Kakak Ririn yang ganteng dan pekerja keras juga sudah tak asing di telinga mereka. Kerap kali mereka melihat remaja bermata sipit itu bekerja di macam-macam tempat.

Ririn menurunkan kepalanya ke bawah sambil terisak sepelan mungkin. Dia tahu maksud teman-temannya, Sangat tau malah. Bahkan sebelum mereka menasehatinya pun ia sudah memikirkan hal itu dan batinnya menjerit setiap harinya, Meminta agar secepatnya jujur kepada Kakaknya namun Iblis yang bersemayam di tubuhnya lebih mendominasi.

Menyadari wanita yang ia cintai menangis, Gadis tersebut menggertakkan giginya menatap nyalang ketiga remaja dihadapannya, "Apa hak Lo ngomong gitu sama cewek gue hah?! Gue tanya apa hak Lo semua?! Udah bosan hidup?" Gertaknya marah.

Kompak ketiganya bergeleng ribut, "Ki-kita gak punya hak Kak! Kita janji gak akan ember ke anak-anak yang lain!" Ulas mereka gemetaran.

"Awas aja kalo sampe gue denger ada yang ngejek pacar gue, Lo bertiga yang pertama gue cari!" Ancamnya penuh intimidasi.

"I-iya Kak Al! Ki-kita janji!! Permisi!" Ketiganya berlari keluar toilet.

Berbalik, Dia menghampiri Ririn dan mengusap pundaknya, "Sudah, kamu jangan takut, Kakak bakalan ngelindungin kamu dari mereka, Percaya sama Kakak Rin!"

Tangannya kembali dihempas gadis tercintanya, "Kita putus aja Kak hiks! Aku udah gak sanggup lagi nerusin hubungan kita ini! Nnngh... Aku takut ketahuan Abang dan pastinya dia bakalan kecewa banget sama aku! Dia satu-satunya keluarga yang paling aku gak tega buat sakitin! Kakak harus ngertiin aku!"

Pundaknya diremas, Ririn meringis kesakitan, "Nggak bakal Kakak putusin kamu Rin! Sampai kapanpun itu! Kita akan bahagia suatu saat nanti, Kita hadapin semuanya sama-sama" Bujuknya.

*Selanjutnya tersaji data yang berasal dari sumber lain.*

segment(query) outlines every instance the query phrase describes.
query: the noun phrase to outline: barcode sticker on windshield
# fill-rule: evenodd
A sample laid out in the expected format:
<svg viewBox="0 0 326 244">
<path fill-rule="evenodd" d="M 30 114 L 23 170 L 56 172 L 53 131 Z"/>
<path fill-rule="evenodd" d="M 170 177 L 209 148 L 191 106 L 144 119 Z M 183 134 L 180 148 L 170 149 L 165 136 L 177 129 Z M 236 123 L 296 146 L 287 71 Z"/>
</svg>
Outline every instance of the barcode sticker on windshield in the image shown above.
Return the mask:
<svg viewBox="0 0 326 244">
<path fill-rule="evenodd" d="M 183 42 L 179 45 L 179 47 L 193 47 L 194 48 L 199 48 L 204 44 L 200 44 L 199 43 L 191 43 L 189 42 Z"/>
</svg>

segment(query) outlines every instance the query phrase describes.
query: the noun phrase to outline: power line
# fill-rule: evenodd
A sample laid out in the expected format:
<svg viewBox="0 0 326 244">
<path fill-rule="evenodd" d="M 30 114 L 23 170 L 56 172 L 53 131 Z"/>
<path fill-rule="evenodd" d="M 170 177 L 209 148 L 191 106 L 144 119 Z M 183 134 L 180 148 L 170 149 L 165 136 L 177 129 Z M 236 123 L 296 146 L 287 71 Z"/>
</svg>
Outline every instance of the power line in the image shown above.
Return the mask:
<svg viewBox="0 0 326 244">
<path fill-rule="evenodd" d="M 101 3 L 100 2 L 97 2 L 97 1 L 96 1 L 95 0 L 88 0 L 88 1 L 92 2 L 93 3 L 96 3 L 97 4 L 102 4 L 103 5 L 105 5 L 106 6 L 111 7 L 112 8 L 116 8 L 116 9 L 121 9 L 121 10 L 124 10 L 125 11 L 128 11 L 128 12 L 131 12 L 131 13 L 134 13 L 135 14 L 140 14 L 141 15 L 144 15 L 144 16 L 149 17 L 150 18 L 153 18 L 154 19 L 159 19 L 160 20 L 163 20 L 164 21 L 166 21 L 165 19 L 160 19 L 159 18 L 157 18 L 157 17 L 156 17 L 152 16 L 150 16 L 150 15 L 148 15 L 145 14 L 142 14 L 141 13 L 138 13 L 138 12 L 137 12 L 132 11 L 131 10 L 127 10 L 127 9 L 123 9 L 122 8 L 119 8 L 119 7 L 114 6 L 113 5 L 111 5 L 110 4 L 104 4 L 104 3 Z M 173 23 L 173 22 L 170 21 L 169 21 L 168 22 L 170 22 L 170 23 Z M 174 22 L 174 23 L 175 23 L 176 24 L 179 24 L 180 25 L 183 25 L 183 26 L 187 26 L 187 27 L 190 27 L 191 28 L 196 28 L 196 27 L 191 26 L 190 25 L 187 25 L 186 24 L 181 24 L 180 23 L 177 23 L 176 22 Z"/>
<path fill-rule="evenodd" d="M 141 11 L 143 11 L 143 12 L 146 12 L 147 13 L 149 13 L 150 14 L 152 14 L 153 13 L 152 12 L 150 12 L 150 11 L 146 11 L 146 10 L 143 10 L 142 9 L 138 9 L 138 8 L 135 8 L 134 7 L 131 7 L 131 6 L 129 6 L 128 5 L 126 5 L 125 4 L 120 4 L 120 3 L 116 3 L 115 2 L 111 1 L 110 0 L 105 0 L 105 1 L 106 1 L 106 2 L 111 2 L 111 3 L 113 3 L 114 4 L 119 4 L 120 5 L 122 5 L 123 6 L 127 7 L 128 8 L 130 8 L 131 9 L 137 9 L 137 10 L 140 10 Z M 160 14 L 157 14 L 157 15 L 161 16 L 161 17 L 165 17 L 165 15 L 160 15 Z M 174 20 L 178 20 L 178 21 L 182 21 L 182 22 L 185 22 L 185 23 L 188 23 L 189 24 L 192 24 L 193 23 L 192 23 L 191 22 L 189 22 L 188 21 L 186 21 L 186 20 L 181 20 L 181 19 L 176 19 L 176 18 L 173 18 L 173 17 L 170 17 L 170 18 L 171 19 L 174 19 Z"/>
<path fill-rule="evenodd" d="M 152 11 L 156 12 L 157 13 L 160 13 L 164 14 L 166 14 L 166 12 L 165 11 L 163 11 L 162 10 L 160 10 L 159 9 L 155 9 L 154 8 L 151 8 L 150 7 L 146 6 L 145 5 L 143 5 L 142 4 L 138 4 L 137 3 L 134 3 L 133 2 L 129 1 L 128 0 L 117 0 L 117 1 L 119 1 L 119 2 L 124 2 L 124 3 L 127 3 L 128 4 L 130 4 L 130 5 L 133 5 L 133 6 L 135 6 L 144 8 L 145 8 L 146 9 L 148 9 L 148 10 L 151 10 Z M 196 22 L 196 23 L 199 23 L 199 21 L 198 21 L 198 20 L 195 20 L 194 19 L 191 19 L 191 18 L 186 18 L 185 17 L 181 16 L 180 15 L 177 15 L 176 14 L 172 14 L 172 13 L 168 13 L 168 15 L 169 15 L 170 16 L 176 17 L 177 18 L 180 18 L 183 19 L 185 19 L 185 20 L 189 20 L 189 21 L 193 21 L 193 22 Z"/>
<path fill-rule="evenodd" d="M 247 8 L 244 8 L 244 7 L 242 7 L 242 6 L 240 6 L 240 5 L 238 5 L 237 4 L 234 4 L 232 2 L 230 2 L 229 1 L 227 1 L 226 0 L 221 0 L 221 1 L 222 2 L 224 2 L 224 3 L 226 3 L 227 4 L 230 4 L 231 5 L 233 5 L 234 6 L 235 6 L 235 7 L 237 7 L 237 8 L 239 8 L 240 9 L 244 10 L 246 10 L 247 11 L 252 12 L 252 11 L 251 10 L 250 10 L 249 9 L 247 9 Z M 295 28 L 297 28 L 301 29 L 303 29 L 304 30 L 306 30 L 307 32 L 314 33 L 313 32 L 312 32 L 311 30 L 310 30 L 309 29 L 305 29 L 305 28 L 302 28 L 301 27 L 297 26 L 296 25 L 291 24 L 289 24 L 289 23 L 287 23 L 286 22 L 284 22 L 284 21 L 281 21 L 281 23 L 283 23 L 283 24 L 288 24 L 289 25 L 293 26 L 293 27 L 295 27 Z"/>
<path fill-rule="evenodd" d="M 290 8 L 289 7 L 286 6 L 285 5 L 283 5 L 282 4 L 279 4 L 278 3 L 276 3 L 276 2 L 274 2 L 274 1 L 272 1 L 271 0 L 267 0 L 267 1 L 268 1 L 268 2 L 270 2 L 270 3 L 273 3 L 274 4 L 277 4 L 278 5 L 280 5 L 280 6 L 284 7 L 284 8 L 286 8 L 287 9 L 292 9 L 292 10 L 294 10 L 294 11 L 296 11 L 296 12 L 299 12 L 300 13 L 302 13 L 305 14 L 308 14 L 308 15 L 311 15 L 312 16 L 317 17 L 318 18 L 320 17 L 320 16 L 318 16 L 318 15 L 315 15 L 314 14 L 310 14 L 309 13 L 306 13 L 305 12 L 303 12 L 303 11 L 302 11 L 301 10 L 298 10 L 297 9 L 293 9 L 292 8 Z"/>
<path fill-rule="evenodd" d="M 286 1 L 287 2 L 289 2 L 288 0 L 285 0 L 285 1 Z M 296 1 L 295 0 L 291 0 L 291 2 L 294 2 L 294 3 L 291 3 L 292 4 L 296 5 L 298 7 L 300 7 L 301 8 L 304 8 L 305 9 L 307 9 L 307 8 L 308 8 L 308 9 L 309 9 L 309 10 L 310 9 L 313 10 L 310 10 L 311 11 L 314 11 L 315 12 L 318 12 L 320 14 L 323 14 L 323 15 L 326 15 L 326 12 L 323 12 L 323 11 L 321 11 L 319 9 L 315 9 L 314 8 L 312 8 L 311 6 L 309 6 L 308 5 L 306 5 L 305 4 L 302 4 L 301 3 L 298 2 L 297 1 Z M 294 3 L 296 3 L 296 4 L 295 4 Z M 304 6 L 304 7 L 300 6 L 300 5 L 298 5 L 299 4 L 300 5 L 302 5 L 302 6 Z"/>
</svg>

Gelengan tanda menolak kembali diterima yang lebih tua, "Aku gak mau kehilangan keluarga lagi kayak dulu! Cukup Mama sama Papa yang pergi dari hidup aku, Bang Baron gak boleh!"

Kakak kelasnya tersebut mengerenyitkan dahi mendengar nama 'Baron' yang disebut Ririn, "Baron? Siapa?"

Ririn, "Baron itu nama kakakku, Satu-satunya keluarga yang aku punya di dunia ini" Jelasnya.

"Siapa nama panjangnya?"

Seketika yang lebih muda merasa was-was, "Kenapa kakak pengen tau soal namanya?"

"Namanya Adebaron Utami kan?" Tebaknya seketika.

Ririn mundur, "Kak, Jangan macem-macem! Kakak gak boleh sentuh Abangku! Atau aku gak bakal maafin kakak seumur hidupku!" Kecamnya.

"Berarti bener itu namanya?!" Sergah gadis didepan Ririn tak percaya.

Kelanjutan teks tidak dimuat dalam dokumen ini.